His interest in the sector dates back in 2012, when he was elected to Mkurumudzi Water Resource Users Association (WRUA) management committee that is tasked with conserving, protecting and ensuring efficient use of the Mkurumudzi river in Kwale. Between 2013 and 2017, he was also appointed to serve in the Kwale County Budget and Economic Forum where he chose to serve in the water and infrastructure department.
In 2016, he was invited as part of WRUAs by KEWASNET for a stakeholders meeting on WASH/WRM issues in Kwale County. In the meeting, Mr Sopai learnt about the role of WRUAs in provision of clean water, which triggered the importance and urgent need to take measures for WRM conservation. Thereafter, he committed to advocate for water, sanitation and hygiene issues and particularly how they affect the PWDs.
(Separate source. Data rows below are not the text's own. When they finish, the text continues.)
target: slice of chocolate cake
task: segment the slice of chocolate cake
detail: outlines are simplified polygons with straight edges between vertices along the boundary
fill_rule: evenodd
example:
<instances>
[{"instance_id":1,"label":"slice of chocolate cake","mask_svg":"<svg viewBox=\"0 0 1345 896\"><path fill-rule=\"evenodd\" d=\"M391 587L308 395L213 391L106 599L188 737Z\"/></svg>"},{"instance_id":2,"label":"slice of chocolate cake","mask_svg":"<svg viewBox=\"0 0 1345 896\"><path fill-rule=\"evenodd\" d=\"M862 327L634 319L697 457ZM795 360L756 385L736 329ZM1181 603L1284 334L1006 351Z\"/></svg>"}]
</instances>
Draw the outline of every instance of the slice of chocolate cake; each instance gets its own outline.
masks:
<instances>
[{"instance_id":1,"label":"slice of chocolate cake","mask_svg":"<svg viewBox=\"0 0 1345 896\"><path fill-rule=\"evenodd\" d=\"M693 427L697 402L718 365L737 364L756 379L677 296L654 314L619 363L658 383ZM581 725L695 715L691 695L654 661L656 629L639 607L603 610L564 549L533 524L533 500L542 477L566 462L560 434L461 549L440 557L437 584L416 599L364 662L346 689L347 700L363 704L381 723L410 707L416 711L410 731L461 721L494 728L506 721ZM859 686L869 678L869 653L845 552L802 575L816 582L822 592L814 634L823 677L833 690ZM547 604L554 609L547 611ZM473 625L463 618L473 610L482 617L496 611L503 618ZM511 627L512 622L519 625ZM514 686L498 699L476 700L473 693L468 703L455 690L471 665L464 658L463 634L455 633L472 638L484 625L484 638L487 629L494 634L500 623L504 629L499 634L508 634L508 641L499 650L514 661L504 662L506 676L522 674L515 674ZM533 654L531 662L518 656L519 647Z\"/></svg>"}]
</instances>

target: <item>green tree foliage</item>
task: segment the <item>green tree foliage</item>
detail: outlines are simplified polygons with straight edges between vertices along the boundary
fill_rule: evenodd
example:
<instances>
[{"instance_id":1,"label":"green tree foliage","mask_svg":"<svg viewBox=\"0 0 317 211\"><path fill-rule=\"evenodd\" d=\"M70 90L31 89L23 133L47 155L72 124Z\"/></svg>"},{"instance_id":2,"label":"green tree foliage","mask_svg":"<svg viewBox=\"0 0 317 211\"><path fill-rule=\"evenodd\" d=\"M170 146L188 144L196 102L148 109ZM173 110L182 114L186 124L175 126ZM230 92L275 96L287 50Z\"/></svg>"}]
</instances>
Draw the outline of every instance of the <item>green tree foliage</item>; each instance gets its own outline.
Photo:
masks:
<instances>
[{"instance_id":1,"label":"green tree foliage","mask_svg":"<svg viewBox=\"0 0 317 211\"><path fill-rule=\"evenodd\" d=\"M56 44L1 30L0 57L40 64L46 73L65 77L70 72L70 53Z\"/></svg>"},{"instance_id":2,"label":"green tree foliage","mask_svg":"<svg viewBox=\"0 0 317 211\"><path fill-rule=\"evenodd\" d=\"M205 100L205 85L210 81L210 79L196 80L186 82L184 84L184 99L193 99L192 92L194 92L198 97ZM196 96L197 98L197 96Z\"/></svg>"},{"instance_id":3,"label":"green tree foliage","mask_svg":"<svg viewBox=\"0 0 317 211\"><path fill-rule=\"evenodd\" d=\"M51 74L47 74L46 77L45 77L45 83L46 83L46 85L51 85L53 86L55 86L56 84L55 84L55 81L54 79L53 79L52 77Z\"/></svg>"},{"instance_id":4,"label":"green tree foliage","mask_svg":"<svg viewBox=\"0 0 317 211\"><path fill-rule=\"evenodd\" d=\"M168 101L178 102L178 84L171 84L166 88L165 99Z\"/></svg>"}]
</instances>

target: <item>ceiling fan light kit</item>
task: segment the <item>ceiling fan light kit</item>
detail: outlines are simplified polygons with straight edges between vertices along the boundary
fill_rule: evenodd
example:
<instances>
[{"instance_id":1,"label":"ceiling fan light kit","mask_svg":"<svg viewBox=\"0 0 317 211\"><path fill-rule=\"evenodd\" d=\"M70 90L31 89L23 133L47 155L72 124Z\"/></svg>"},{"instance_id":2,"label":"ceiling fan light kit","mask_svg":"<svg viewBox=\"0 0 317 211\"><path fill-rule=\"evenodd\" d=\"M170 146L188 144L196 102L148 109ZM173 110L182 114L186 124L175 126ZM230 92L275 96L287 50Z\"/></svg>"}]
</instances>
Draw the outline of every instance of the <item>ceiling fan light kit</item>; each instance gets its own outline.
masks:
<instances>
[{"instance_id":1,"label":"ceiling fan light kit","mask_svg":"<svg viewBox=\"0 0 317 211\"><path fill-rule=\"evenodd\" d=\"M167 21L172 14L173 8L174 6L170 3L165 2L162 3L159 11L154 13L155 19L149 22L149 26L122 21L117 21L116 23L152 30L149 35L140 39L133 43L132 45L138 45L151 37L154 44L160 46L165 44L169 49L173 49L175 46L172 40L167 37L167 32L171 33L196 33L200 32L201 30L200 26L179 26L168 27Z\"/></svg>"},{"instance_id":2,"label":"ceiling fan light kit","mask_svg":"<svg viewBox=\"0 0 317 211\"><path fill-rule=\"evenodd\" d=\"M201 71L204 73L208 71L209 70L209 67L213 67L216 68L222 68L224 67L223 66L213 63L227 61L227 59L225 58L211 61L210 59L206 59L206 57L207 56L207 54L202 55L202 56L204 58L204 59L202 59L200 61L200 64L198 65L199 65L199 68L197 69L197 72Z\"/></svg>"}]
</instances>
If there are main casualties in WASH sector, then they are the persons with disabilities. When others talk of safely and well managed water systems, for the PWDs it starts with availability, before you mention accessibility. Go to the government offices, public and private institutions, all these operate like there exist no PWDs.
In March 2020 KEWASNET organized and conducted a two-day study cycle conference in Ukunda, Kwale County. The aim of the workshop was to induct sector actors on orientation around SDG 6 and define key priorities for building momentum within Civil Society Organizations (CSOs) in the Water and Sanitation (WASH) sector. Among the invited participants was Mr Sopai who acknowledges that this will go a long way in enlightening communities on SDGs and strengthening CSOs to advocate, lobby and become duty bearers towards the realization of the SDG goals.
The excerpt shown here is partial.